コラム

整理解雇

企業側からの質問

会社の業績が悪化してしまい,売上が低迷しているので,経費を削減するため従業員を解雇しました。ところが,この従業員が,解雇をされるのは不当だといって,解雇無効を主張して労働審判を申し立ててきました。従業員は,解雇は無効なので従業員の地位があるとして,解雇後から現在までの給料全額を請求してきましたが,到底そんな金額は払えません。

回答

会社の業績悪化により従業員を解雇することを整理解雇といいますが,従業員に非がない場合の一方的な解雇なので,判例は厳しい要件を要求しています。整理解雇を行う場合には,判例の要件を意識して手続をする必要があり,安易なリストラは危険です。ただし,要件を満たしていないようなケースでも,現状を裁判所に粘り強く説明して,退職する内容で和解できる場合があります。

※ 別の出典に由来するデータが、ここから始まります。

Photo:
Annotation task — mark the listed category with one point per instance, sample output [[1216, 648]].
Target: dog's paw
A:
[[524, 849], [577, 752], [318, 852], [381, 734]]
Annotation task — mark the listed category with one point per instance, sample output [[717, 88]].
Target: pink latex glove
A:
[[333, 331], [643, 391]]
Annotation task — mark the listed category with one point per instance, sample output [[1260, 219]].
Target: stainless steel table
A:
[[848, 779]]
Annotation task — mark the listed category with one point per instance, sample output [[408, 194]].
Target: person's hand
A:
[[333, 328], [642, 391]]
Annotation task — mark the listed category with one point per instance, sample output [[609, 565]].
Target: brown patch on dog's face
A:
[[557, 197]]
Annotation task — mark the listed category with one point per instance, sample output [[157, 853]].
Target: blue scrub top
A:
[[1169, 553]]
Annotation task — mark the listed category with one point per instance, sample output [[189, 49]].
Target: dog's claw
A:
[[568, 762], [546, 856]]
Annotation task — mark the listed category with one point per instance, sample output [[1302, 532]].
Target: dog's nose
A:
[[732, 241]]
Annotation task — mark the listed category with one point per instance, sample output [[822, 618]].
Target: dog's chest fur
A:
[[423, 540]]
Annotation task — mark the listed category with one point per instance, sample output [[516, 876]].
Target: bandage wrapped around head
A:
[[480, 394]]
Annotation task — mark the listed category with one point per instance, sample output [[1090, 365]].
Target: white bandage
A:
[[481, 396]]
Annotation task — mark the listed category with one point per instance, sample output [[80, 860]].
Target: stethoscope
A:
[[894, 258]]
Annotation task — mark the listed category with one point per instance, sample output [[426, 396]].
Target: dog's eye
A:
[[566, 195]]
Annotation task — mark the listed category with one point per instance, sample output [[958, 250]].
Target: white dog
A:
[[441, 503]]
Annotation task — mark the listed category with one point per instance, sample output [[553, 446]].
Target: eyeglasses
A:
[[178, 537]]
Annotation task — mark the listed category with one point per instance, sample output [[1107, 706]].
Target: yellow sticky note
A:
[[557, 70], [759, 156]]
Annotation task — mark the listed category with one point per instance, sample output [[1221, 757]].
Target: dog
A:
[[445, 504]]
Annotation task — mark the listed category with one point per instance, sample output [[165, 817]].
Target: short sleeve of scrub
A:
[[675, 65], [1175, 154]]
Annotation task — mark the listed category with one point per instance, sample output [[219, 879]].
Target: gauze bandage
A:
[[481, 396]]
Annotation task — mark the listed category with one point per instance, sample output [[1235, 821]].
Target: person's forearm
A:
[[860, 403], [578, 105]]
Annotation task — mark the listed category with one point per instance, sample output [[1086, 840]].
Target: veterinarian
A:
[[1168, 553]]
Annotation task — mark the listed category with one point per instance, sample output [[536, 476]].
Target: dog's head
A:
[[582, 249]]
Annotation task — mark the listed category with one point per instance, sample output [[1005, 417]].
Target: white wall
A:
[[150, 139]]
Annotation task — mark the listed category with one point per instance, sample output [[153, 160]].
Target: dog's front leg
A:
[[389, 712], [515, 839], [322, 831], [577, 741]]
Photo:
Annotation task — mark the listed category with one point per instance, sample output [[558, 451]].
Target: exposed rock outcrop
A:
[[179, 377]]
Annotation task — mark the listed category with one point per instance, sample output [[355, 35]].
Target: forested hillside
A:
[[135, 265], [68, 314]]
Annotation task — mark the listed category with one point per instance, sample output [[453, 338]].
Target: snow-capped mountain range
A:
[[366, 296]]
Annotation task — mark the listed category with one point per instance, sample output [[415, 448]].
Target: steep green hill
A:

ある事例では,裁判所で会社の業績について具体的に数字をあげて説明し,経営改善の様々な対応をしてきたが,それでも立て直せないのでやむなく解雇をしたので不当ではないとの主張を行いました。解雇が有効とまでは認められませんでしたが,会社の状況について一定の理解を得られ,相手の請求額を大幅に減額し,従業員は退職することで和解しました。